My understanding is that this is doable: that at an ABI-level, unspecialised generic code really accepts a value pointer and witness table as parameters, and an existential is basically a value (or pointer to a value) plus a witness table.

The real difficulty is how to propagate type information outside of takesExistential. The unboxed generic parameter <T> only exists within that function, and any generic types we create using that type, like an Array<T>, don't make sense to code on the outside:

func takesExistential(arg: MyProto) -> ??? {
  let unboxed: <T: MyProto> = unbox(arg)
  return takesGeneric(arg: unboxed) // What is this type? An Array of... some type.
}

func takesGeneric<T: MyProto>(arg: T) -> Array<T> {
  return [arg]
}

I believe that this kind of situation, where one wants to propagate a generic type out of a function, is roughly what opaque types are supposed to do. So takesExistential could return an Array<some MyProto> - that is to say, an Array whose Elements all have the same, unboxed type, but we don't know what that type is beyond that it conforms to MyProto. I'm not sure if opaque types as they are implemented today can capture that, but we need some way to express the type I just described (an unknown, unboxed type which satisfies some bunch of constraints).

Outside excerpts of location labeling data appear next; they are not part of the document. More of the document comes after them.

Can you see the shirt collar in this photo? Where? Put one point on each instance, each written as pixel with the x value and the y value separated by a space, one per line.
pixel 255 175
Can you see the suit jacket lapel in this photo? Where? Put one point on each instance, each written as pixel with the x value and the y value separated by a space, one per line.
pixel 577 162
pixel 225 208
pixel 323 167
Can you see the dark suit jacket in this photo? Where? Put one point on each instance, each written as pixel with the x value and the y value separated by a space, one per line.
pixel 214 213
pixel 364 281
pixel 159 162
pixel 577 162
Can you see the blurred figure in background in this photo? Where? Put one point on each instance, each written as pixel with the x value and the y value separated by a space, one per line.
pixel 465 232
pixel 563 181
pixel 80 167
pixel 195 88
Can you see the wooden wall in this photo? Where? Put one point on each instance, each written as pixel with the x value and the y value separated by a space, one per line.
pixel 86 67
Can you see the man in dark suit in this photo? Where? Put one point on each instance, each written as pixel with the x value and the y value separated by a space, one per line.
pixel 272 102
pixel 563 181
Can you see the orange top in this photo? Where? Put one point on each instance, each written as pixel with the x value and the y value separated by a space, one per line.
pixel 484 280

That is infinitely better than our current solution of Array<MyProto>, whose Elements are actually individual existential boxes and thus may be different underlying types (in our example, let mixed: Array<MyProto> = [1, "two", 3, "four"] is valid). Constraining these would allow things like conditional conformances, including to Equatable, Hashable and Codable, etc. They will need their own kind of box so they can be passed around by the parent code, but it will be the entire Array<some MyProto> in the box, rather than the elements being boxes.

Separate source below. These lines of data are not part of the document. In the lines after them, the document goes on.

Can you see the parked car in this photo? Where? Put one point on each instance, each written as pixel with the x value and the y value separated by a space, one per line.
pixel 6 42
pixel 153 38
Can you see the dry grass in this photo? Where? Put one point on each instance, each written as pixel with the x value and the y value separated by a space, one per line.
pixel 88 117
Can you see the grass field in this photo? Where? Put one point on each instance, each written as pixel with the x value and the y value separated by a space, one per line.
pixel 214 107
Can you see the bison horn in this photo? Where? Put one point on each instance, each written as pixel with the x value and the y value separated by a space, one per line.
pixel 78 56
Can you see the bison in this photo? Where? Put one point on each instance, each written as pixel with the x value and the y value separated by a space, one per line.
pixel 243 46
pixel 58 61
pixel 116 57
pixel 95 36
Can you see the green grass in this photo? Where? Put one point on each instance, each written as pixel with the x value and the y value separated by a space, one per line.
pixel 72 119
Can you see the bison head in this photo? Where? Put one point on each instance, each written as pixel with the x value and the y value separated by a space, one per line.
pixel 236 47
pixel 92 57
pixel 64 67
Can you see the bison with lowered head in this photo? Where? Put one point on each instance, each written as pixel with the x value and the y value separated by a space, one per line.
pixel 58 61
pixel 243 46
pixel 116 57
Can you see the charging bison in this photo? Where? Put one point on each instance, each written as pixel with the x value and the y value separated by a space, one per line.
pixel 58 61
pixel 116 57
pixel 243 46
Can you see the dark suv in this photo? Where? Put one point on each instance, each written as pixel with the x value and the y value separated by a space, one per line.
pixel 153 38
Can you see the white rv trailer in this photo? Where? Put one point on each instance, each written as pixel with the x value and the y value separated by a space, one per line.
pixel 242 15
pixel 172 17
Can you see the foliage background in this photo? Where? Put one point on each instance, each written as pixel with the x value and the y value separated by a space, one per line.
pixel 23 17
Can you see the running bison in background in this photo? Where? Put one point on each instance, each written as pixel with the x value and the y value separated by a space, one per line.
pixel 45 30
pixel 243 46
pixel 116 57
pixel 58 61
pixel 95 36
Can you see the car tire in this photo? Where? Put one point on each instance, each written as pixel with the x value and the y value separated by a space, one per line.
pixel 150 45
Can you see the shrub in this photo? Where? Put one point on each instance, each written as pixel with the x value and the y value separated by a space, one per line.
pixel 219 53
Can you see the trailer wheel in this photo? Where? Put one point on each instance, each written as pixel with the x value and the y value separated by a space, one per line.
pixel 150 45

Ultimately what this does is remove existential function arguments as a substitute for generic code. They're no good at it; that's why real generics exist. If we had some way to unbox them, or unboxed them automatically, we would always have a way to access the full API of an erased value - even if we could only reason about type relationships within a limited scope.

Step 2: Deprecate existential function arguments, replace them with generic functions under-the-hood.

Now that we have access to a value's full API through generics, we really don't have any need of read-only existential function parameters any more. Legacy code still has to be supported, but any future code like:

func takesExistential(arg: MyProto) {
}

Should trigger a warning and be automatically duplicated as generic functions, which is what modern compilers will generate calls to. Since existentials automatically get unboxed, this should be a source-compatible change.

Step 3: New spelling for existentials

Existentials now only serve 3 remaining purposes:

Function parameters where the function may reassign the value to an instance of a different type.
Storage (e.g. in instance variables) of unknown types.
Intentional erasure to hide implementation details

All of these are related to having type/layout-flexible storage, not to abstracting functionality, which I think is a good sign. We can introduce a new spelling to emphasise this - perhaps Any<MyProto>. These types would have no API; you can only create them and unbox their values. We might even consider making them invalid as read-only function parameters, since you'd have to unbox in to a generic scope to use the value anyway.

Step 4: New spelling for generics

The arguments are summarised well here: Improving the UI of generics, but our UI for generics could certainly use some improvement. With existentials no longer providing their pseudo-generic interfaces, it becomes more important to improve our generics syntax.